JPM is reminiscent of the (sometimes) overuse of analytics in sports. Once someone had the idea to quantify the joke count, comedy producers had a new metric by which to measure funniness. While information is good, numbers themselves don’t tell us everything we need to know about what makes comedy work. 

And maybe, we’ve reached the limit of just how fast comedy can go.  Simpsons writer Selman thinks we might be close. “There have been shows on Adult Swim that are so dense with comedic chaos that for anyone over the age of thirty, it’s almost hard to watch.”

20th Television

All jokes are good jokes on Family Guy, which is the problem.

“Too many jokes” feels like a valid complaint against Family Guy, a show that fires gags like a t-shirt cannon at halftime. But the laughs can feel unsatisfying because they often aren’t intrinsic to the story. Even if each joke is funny, the lack of cohesion makes the whole less gratifying.
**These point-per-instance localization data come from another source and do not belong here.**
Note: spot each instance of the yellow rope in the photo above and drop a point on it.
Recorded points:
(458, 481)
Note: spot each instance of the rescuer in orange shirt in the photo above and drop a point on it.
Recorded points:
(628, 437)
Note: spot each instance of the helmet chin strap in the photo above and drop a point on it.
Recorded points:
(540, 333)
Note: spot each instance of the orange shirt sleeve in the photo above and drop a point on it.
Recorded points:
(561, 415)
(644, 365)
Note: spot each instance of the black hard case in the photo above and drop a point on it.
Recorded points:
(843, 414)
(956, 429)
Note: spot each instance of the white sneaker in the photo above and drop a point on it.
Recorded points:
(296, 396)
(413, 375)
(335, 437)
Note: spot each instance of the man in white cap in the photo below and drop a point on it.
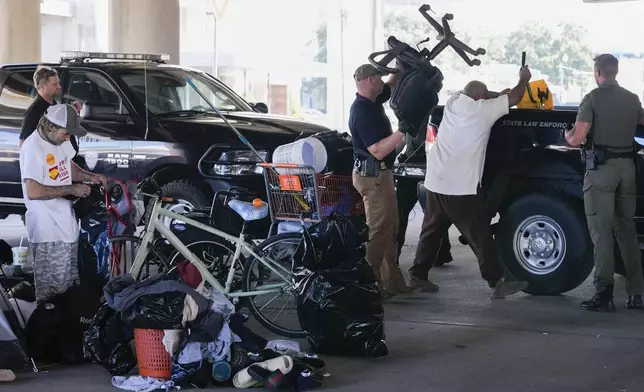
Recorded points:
(49, 180)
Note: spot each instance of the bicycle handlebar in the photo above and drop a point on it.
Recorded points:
(446, 36)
That’s Jennings’ problem with shows like Kimmy Schmidt. “It’s as sharply written as anything on television, but you almost can’t laugh at it—there’s no time. No joke can be savored because it’s probably just a setup for a new joke. Emotional beats tend to feel a little tacked-on and even unwelcome because they cause a jarring lull in the joke barrage. Most importantly, the audience knows that no one in real life tells a joke every nine seconds, so it’s very hard for a show this fast to feel real.”

But something tells us new comic minds will have the need for speed.  If history is any indication, comedy is a little like the Olympic 100 meters  -- just when you think we’ve reached the limits of velocity, someone comes flying past on the inside lane. 

Are we testing for HCH, human-comedy-hormone, yet?

Come to think of it, maybe we didn't need that last joke.